Belly: Bottle Beer Good, Keg Beer Bad

Virtually all keg beers produced by American and Canadian brewers are unpasteurized. That’s the whole point of getting it on tap instead of in the bottle (well, sometimes price is a consideration). It’s one of the things that makes tap beer taste different than bottled beer (of course you have to have a beer with actual taste in the first place to be able to distinguish).

Bottled beer will last a long, long time at room temperature because of being pasteurized. If you don’t keep your keg cold, though, it will spoil in pretty short order. Kegged beers imported from other than Canada will be pasteurized because it’s impractical to keep them properly refrigerated during the entire journey.

I always thought most (domestic) keg beers were cold filtered instead of pastuerized. This was a point made in advertising about 15-20 years ago when "genuine draft’ style canned/bottled beers came out.

A search of Google shows a few sites that claim keg beer is pasteurized, but a zillion claiming it’s not. I’m thinking it’s not (at least not the domestic stuff).

FWIW, the rule of thumb we used when I worked at Brewer’s Retail in Ontario (both in the retail stores and in the warehouses) was the following:

– Kegs were good for one month from the date they left the brewery.
– Bottles were good for three months from the date they left the brewery.
– Cans were good for four months from the date they left the brewery.

The above assume proper storage (a cool dark place for all containers, and in addition, refrigeration for kegs). Of course, if the brewer had put a “best before” date on the container, that took precedence, but otherwise, we’d count time from the date stated in the container’s date code. If a product went beyond the time limit of the rule of thumb, we returned it to the brewer. It was a point of pride in our stores that we only sold fresh beer–never out-of-date stuff.

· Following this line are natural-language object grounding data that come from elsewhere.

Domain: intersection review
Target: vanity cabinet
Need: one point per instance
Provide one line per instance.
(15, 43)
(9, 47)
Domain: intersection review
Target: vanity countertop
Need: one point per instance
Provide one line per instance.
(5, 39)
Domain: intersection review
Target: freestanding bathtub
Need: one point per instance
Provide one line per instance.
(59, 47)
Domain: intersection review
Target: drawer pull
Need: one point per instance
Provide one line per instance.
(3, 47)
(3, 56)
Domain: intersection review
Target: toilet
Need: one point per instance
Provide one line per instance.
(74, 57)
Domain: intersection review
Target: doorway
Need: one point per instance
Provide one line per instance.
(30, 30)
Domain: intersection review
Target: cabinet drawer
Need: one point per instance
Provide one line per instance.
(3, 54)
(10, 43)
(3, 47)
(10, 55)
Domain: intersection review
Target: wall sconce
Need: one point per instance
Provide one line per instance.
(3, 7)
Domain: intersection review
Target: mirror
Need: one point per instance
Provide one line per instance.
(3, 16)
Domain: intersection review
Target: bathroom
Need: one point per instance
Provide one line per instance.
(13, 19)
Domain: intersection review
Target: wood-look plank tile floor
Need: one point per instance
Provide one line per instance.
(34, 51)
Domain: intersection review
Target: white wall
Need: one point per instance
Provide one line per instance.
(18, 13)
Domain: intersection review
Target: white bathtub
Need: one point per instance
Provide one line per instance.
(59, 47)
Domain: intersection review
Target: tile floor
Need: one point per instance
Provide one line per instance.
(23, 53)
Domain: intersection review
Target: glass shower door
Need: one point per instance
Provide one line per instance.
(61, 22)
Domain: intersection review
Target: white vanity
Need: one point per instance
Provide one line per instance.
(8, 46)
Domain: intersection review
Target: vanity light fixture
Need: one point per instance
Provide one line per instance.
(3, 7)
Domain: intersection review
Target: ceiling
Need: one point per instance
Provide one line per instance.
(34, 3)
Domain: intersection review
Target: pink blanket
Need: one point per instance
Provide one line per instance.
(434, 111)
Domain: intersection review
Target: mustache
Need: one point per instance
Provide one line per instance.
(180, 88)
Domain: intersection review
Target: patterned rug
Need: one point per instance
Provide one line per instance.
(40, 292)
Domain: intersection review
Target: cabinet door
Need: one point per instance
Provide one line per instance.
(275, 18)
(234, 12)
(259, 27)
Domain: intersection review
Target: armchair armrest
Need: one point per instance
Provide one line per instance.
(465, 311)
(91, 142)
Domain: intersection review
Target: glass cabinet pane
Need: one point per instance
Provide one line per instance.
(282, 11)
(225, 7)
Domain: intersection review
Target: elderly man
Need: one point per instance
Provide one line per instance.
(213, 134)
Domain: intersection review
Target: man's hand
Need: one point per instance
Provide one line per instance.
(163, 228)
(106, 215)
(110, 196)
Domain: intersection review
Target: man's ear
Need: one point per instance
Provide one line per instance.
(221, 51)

We always kept kegs refrigerated, in the warehouse and in the stores, but we couldn’t be responsible if they were not kept refrigerated after delivery to the consumer (pub, restaurant, special event, etc.). Perhaps this is the problem the OP encounters: somewhere between the brewer and the OP, somebody has neglected to refrigerate the kegs he is drinking from, and the OP’s system is particularly susceptible to anything they may have developed as a result. Just a WAG, but maybe it’s the problem.

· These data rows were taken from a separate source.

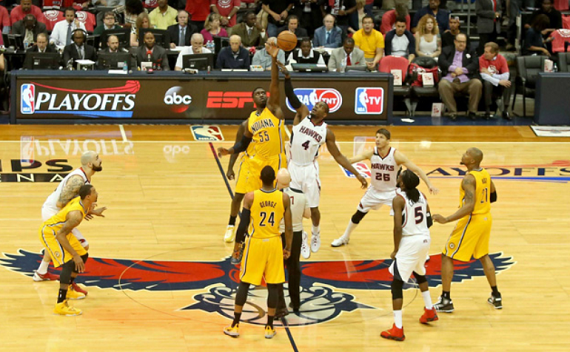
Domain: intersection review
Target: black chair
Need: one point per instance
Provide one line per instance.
(528, 68)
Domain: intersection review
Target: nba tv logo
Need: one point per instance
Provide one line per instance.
(27, 100)
(369, 101)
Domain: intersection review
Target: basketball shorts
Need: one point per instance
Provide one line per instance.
(306, 179)
(263, 257)
(411, 256)
(470, 238)
(48, 212)
(374, 199)
(249, 173)
(59, 255)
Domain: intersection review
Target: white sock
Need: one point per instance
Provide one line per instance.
(43, 267)
(351, 226)
(398, 318)
(427, 300)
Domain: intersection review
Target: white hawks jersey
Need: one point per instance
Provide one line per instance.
(414, 215)
(306, 140)
(384, 171)
(52, 199)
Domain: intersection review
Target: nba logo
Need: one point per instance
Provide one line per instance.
(27, 94)
(368, 101)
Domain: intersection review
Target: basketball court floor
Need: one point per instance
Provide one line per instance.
(159, 276)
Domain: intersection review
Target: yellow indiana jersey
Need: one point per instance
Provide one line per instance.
(56, 222)
(266, 213)
(267, 139)
(482, 192)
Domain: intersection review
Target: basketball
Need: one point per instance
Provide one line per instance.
(286, 41)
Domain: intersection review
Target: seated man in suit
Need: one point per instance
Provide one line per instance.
(293, 27)
(78, 50)
(329, 35)
(305, 54)
(250, 31)
(234, 56)
(181, 33)
(29, 28)
(460, 69)
(150, 52)
(345, 56)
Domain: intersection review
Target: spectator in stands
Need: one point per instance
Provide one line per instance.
(495, 74)
(389, 18)
(234, 56)
(329, 35)
(428, 42)
(163, 16)
(278, 11)
(448, 37)
(345, 56)
(227, 9)
(181, 33)
(305, 54)
(61, 34)
(250, 31)
(150, 52)
(143, 22)
(26, 8)
(197, 47)
(263, 59)
(434, 9)
(460, 69)
(108, 23)
(131, 10)
(212, 28)
(370, 41)
(29, 28)
(400, 41)
(292, 25)
(534, 42)
(78, 50)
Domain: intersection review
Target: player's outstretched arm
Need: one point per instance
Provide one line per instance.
(341, 159)
(401, 159)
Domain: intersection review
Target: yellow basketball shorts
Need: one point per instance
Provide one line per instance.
(263, 257)
(59, 255)
(249, 173)
(470, 238)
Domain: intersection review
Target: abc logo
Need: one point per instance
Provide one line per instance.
(177, 101)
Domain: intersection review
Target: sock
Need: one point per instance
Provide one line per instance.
(398, 318)
(62, 295)
(43, 268)
(351, 226)
(237, 317)
(427, 300)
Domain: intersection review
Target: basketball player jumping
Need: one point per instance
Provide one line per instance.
(385, 162)
(309, 133)
(471, 234)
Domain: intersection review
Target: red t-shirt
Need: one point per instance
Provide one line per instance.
(199, 9)
(17, 14)
(225, 7)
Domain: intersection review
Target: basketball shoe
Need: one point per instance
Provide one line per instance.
(444, 305)
(232, 331)
(230, 233)
(45, 277)
(269, 332)
(64, 309)
(394, 334)
(429, 315)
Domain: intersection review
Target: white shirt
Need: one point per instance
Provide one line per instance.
(187, 50)
(59, 34)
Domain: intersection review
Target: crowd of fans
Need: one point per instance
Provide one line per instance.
(339, 34)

At least anecdotally among homebrewers, the consumption of some yeast slurry from the bottom of a bottle-carbonated (via yeast) beer can cause symptoms like the OP mentioned. Bottle-carbonated beers aren’t pasteurized since you need the yeast live in the bottle to produce the carbonation. You can tell one of these beers by holding the bottle up to the light and looking for a layer of sediment at the bottom.

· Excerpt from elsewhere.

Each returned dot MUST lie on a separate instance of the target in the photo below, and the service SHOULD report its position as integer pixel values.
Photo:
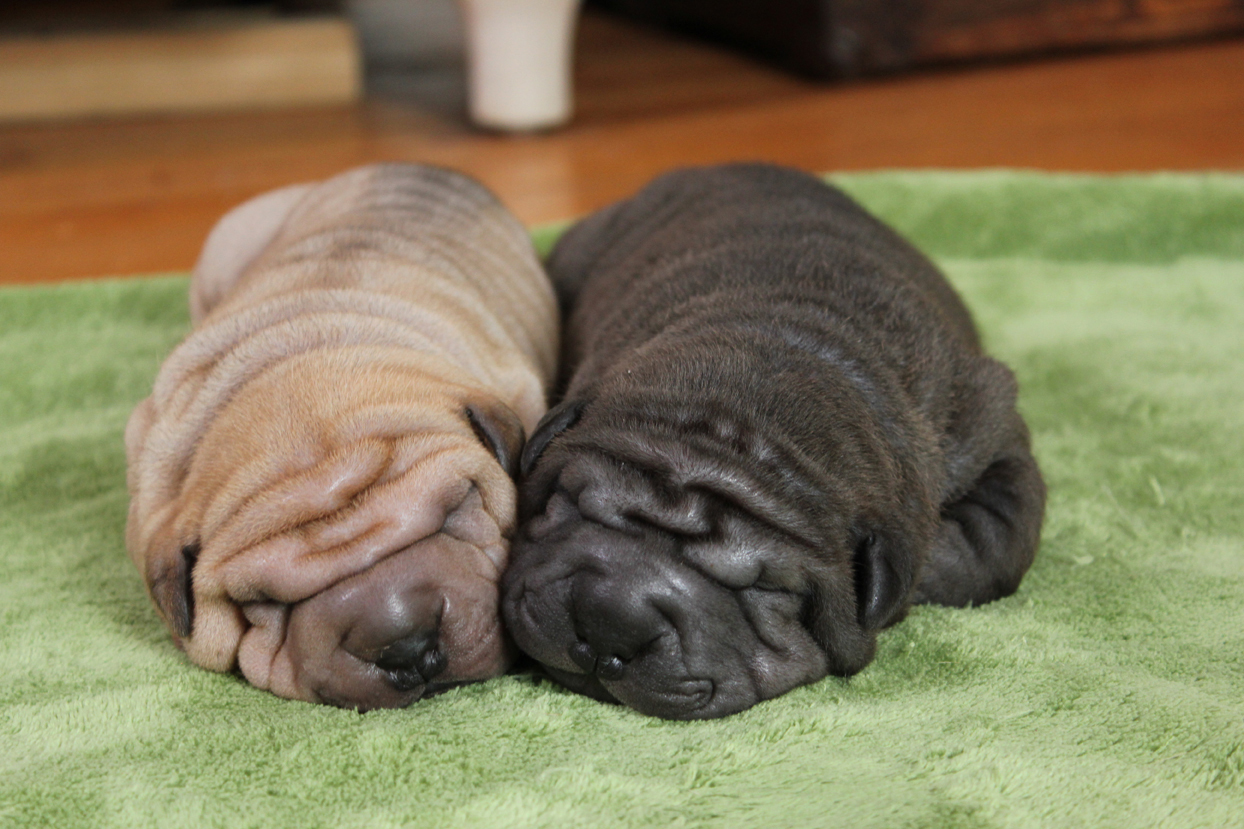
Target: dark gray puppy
(778, 431)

It’s odd, though, that both he and his friend have those symptoms from kegged beer when presumably the average on-tap drinker at those bars doesn’t. Perhaps it’s just an unusual sensitivity.

Also isn’t Guinness kegged with Nitrogen instead of the traditional CO2?

Another test of the OP. Strictly speaking, it’s drawn with nitrogen. Yeast still fart CO2, so you’re going to get some. I wonder how much, though?